Re: [PATCH v2 2/3] vmalloc: Optimize vfree
From: Vlastimil Babka (SUSE)
Date: Fri Mar 20 2026 - 10:34:50 EST
On 3/20/26 09:39, David Hildenbrand (Arm) wrote:
> On 3/16/26 16:49, Vlastimil Babka wrote:
>>> mm/vmalloc.c | 34 +++++++++++++++++++++++++---------
>>> 1 file changed, 25 insertions(+), 9 deletions(-)
>>>
>>> diff --git a/mm/vmalloc.c b/mm/vmalloc.c
>>> index c607307c657a6..8b935395fb068 100644
>>> --- a/mm/vmalloc.c
>>> +++ b/mm/vmalloc.c
>>> @@ -3459,18 +3459,34 @@ void vfree(const void *addr)
>>>
>>> if (unlikely(vm->flags & VM_FLUSH_RESET_PERMS))
>>> vm_reset_perms(vm);
>>> - for (i = 0; i < vm->nr_pages; i++) {
>>> - struct page *page = vm->pages[i];
>>> +
>>> + if (vm->nr_pages) {
>>> + bool account = !(vm->flags & VM_MAP_PUT_PAGES);
>>> + unsigned long start_pfn, pfn;
>>> + struct page *page = vm->pages[0];
>>> + int nr = 1;
>>>
>>> BUG_ON(!page);
>>> - /*
>>> - * High-order allocs for huge vmallocs are split, so
>>> - * can be freed as an array of order-0 allocations
>>> - */
>>> - if (!(vm->flags & VM_MAP_PUT_PAGES))

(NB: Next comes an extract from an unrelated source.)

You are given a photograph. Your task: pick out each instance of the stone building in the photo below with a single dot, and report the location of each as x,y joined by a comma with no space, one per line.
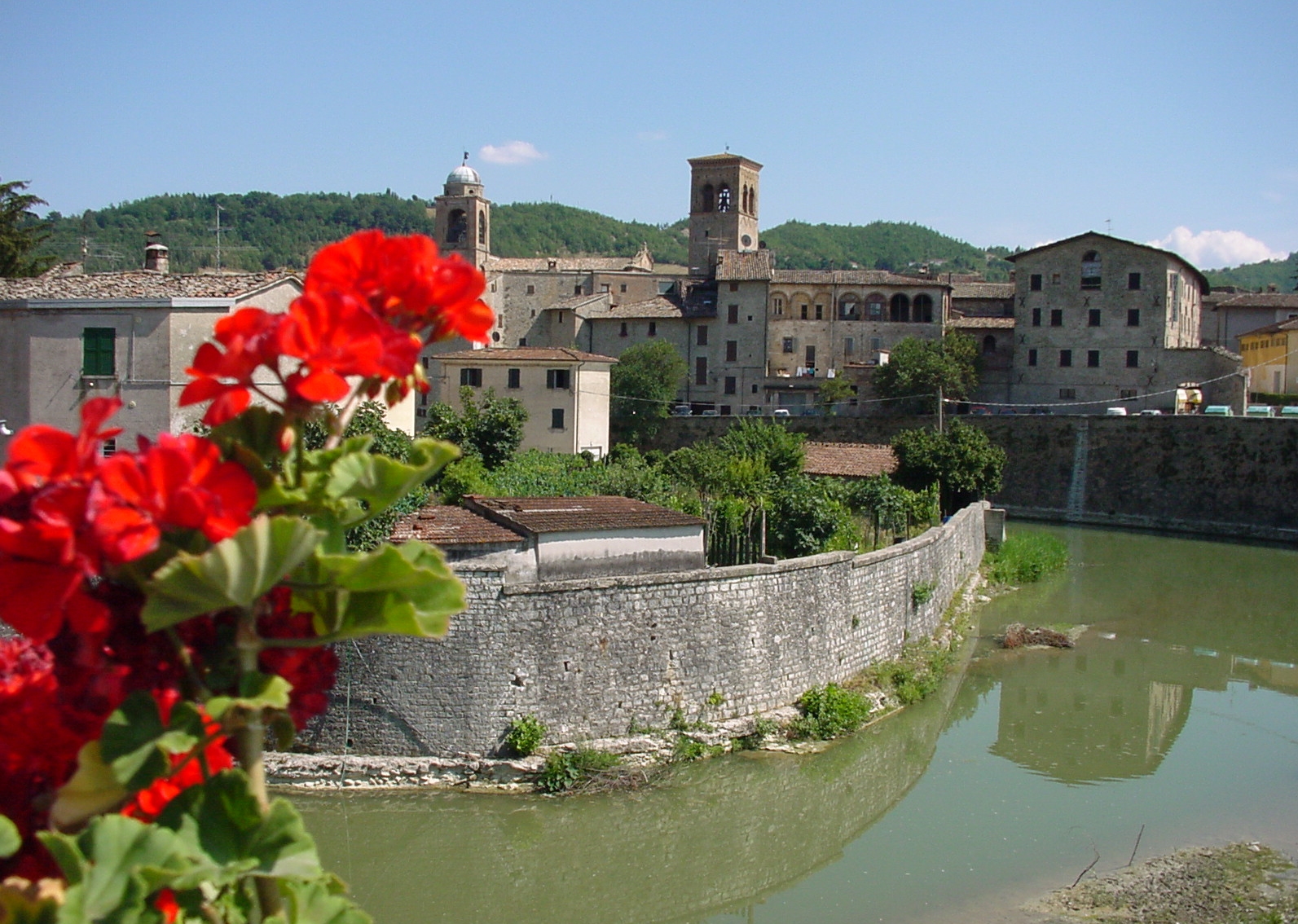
1107,321
68,335
565,392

>>> + start_pfn = page_to_pfn(page);
>>> + if (account)
>>> mod_lruvec_page_state(page, NR_VMALLOC, -1);
>>> - __free_page(page);
>>> - cond_resched();
>>> +
>>> + for (i = 1; i < vm->nr_pages; i++) {
>>> + page = vm->pages[i];
>>> + BUG_ON(!page);
>>
>> We shouldn't be adding BUG_ON()'s. Rather demote also the pre-existing one
>> to VM_WARN_ON_ONCE() and skip gracefully.
>>
>>> + if (account)
>>> + mod_lruvec_page_state(page, NR_VMALLOC, -1);
>>
>> I think we should be able to batch this too to use "nr"?
>
> Are we sure that pages cannot cross nodes etc? It could happen that we
> have a contig range that spans zones/nodes/etc ...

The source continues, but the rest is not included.